Between the acquisition and taking on a role as Ulta’s Director of AR Innovation, Sartori turned to mentors in the space to help guide her. She also credits the presence of other Latinas in the room with helping her feel seen and understood during the acquisition process.
Below Sartori shares pieces of advice for other Latinas who are navigating the startup space with their own ideas.
Trusting your idea is the starting point for pursuing profitability and scalability
“Startups are a lot about having clear where you are heading and what’s the next goal you should target,” explained Sartori. “I always felt very strong about the direction of the company and visualized the path from Uruguay, living in Chile, from Chile dreaming with San Francisco, moving to San Fran, raising money and working with world class clients in the US.”
Committing to the idea and projecting yourself into a future can help you outline the goals you need to tackle in order to get your company where you want it to go.
“I deeply believed that if we wanted to grow and be successful, we needed to be in United States, understand the market, network, meet the right people, and play in the first league but always keeping our high tech team in Uruguay,” added Sartori.
You need to define your own ‘why’ before someone defines it for you
Knowing what she wanted from GlamST helped Sartori draw a clear line into what she was and was not willing to negotiate.
“I would say understand well why you want to start a brand, what you stand for, what you are passionate about,” encourages Sartori. “There are a lot of companies and new brands out there so you will need to hustle, be innovative and unique to be competitive.
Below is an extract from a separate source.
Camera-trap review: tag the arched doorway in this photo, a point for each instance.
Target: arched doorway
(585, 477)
There will be hard times, moments you will want to give up – and those are the moments you go back to your essence, why did you start and why should you keep on doing this.”
Hold on to your champions in the space
Before Sartori decided to sell GlamST to Ulta Beauty, she was Ulta’s AR partner and it was in navigating that partnership that she figured out how essential it was to hold on to those who champion your mission and understand your vision.
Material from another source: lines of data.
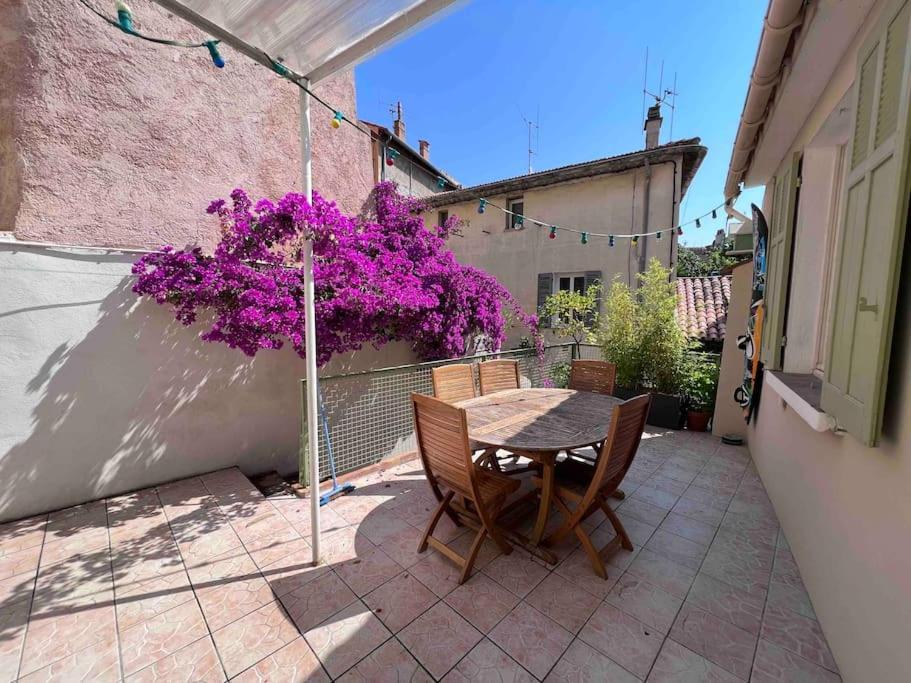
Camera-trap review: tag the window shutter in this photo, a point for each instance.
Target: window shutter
(591, 277)
(873, 226)
(545, 289)
(778, 262)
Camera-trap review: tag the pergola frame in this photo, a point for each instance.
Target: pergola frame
(381, 35)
“It was the first time I went through an acquisition process, so I was lucky to have one of my investors mentor me through the process in our conversations. This allowed me to handle the acquisition conversations directly with Ulta Beauty in a very authentic way,” explains Sartori.
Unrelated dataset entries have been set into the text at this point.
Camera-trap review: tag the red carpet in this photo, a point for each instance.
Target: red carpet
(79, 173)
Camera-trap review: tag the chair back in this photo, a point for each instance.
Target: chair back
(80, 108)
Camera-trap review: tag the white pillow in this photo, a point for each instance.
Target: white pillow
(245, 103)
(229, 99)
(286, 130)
Sartori adds that it also made a big difference to have someone in the room she could relate to when it came to her Latinx upbringing.
“Maria Salcedo, another Latina was leading Corporate Development at the time, I look back and I do think that it was unique that both of us as Latinas helped build bridges within our teams to make a successful acquisition and new partnership happen where our culture and values played an important role in it,” shares Sartori.
Ultimately, for Sartori it’s important that anyone who is deciding to pursue a career that is aligned with their passion do so because it’s who they authentically are motivated to be.
“Be passionate, be authentic and be honest,” encourages Sartori. “It’s about the people behind the businesses and you want to create relationships along the way that push you forward, that allow you to take that next step, that are going to be there for you. I believe authenticity and trust then allow you to build a great team, to get investment, to have clients buy your products and ultimately to make an exit because people believe in you and what your team built and most excitingly what you and your team can create. When that happens, for me, it’s everything — it’s the reason why I started.”